Así ha sucedido con un pectoral escita del siglo III a. C., de enorme valor, que los ocupantes han confiscado. Según Evgueny Gorlachev, nombrado por el Kremlin director del museo de Donetsk, joyas como esta tienen “un gran valor cultural” no solo para los ucranianos, sino para “toda la antigua Unión Soviética”, lo que deja entrever que el Kremlin, que hoy en actúa en modo soviético, difícilmente accederá a devolverla.

Según nos dice el Ministerio ucraniano, hay más casos de robo de bienes museísticos, pero aún es difícil obtener información completa sobre ellos en los territorios ocupados, aunque la policía ya ha abierto investigaciones donde ha sido posible. Pero colaboración de las autoridades culturales rusas, ninguna.

“No estamos negociando con el país agresor –nos dicen desde Kiev–, ni tampoco reconocemos a los poderes títeres que este ha impuesto en las zonas ocupadas. Las autoridades rusas han violado cínicamente todos los acuerdos internacionales en el área de la protección del patrimonio cultural. Por eso, como invasor, Rusia dará cuenta de sus acciones ante los tribunales internacionales”.

Más que materia muda

En lo que llega ese momento –si es que llega–, los ucranianos ya han comenzado a reconstruir algunos de los sitios dañados. Según nos comenta la fuente del Ministerio de Cultura, se ha abierto un fondo para restaurar la casa del filósofo Iván Skovoroda, en Járkov, y ya se ha llegado a acuerdos con varios países occidentales que han asegurado su contribución.

“No podemos esperar a que acabe la guerra –afirma–. Hemos empezado a trabajar en la restauración del patrimonio desde este momento, y hay un diálogo constante entre los patrocinadores internacionales, nuestras comunidades y el gobierno”.

Tan importante como restaurar prontamente es prever que ocurra el daño. Por eso, los ucranianos están sacando buena parte del patrimonio de los museos de las zonas más peligrosas. Prefieren, sin embargo, que el destino temporal de las obras sea algún lugar secreto dentro de las fronteras nacionales, pues temen que, de salir a otros países, puedan surgir problemas legales a la hora de reclamar su devolución.

En cuanto a iniciativas solidarias, varias instituciones de países vecinos están echando una mano.

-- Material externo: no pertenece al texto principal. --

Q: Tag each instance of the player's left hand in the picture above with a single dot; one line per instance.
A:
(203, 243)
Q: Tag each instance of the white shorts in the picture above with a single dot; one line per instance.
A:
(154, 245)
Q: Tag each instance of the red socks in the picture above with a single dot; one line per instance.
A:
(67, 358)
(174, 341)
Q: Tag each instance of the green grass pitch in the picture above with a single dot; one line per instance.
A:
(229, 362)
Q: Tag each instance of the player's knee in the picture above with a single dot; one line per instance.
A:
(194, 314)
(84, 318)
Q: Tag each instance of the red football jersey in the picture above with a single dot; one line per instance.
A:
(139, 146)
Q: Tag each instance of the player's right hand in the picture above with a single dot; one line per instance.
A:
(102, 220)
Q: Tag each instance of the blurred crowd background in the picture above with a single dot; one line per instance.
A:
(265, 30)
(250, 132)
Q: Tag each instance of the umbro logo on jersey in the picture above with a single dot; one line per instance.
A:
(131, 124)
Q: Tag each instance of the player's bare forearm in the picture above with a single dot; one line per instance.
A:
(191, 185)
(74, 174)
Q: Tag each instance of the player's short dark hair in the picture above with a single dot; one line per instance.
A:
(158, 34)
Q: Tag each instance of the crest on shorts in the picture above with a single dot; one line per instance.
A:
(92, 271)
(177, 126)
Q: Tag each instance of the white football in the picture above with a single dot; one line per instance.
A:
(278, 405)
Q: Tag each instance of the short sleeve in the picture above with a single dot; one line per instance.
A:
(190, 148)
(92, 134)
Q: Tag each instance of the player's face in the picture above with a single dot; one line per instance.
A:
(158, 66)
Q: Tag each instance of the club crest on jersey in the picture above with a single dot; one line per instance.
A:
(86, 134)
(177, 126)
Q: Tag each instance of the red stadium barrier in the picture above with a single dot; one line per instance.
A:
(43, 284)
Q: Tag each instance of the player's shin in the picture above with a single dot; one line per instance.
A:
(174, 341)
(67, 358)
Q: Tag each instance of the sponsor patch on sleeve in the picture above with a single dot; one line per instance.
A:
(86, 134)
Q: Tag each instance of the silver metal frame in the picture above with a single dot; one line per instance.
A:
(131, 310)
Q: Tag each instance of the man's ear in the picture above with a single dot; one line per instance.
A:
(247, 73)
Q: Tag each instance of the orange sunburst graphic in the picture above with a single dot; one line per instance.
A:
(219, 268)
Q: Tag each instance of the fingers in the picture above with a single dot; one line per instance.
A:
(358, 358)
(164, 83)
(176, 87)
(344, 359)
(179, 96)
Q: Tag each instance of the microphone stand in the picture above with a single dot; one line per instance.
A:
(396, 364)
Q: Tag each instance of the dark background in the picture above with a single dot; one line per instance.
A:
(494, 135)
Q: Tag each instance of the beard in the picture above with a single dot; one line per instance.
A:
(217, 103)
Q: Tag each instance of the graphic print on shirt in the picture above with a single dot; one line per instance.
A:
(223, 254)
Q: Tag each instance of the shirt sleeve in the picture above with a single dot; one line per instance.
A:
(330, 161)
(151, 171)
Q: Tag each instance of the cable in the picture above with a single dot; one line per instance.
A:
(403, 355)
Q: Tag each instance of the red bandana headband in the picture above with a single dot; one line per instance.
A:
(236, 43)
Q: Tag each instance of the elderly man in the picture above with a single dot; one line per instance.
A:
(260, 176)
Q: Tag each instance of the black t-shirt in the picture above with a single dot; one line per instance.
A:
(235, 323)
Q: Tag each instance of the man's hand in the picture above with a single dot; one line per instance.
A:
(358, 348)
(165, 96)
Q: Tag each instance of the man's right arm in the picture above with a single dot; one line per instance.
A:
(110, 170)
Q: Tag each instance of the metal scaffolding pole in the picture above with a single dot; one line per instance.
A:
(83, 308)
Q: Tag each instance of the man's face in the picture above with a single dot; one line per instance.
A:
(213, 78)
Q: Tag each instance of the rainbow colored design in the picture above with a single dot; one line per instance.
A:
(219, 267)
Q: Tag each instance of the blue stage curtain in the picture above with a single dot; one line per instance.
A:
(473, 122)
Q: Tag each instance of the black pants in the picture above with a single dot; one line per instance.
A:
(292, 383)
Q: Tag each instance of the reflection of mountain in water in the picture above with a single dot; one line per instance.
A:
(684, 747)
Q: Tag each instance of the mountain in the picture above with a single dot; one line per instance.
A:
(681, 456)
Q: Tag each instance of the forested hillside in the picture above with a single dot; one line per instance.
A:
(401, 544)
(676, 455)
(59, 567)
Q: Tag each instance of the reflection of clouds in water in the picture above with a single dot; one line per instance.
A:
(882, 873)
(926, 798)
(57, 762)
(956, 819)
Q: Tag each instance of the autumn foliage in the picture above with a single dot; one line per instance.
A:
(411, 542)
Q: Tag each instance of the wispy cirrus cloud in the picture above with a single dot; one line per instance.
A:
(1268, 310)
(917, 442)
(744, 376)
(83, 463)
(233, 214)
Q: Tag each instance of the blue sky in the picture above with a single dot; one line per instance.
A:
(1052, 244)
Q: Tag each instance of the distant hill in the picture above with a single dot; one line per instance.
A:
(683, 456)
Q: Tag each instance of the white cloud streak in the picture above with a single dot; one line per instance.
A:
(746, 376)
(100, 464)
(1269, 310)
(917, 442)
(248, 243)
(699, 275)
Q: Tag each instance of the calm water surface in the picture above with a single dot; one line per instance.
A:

Desde Polonia, Alemania, Suiza, etc., llega todo tipo de suministros para conservar los sitios y bienes de interés artístico. Se envía material de embalaje para proteger pinturas y esculturas, extintores, motosierras, pintura ignífuga, para alejar el riesgo de la devastación por fuego. Esto lo agradecen enormemente, por ejemplo, los encargados de velar por las iglesias de madera del oeste del país, incluidas en la Lista del Patrimonio Mundial de la UNESCO.

Porque, en efecto, son –a la vista– objetos. Cosas. Materia muda, exánime… Pero para los ucranianos son raíces, y les va la vida en protegerlas.

Crímenes de guerra, con todas sus letras

La Convención de La Haya para la Protección de los bienes culturales en caso de guerra, de 1954, comprometió a las partes firmantes –y Rusia lo es– a prohibir o evitar el robo, el saqueo o la confiscación de los bienes culturales de otros países en caso de conflicto.

Más adelante, en 1998, la Corte Penal Internacional definió los ataques intencionales contra instituciones o monumentos religiosos y culturales como crímenes de guerra. En 2016 se juzgó por primera vez a un individuo –un terrorista islamista– por un caso de este tipo: la destrucción causada en la histórica ciudad de Tombuctú, en Mali. “No hay patrimonio mundial. Eso no existe. Los infieles no tienen que meterse en nuestros asuntos”, había dicho.

Se le condenó a nueve años de prisión.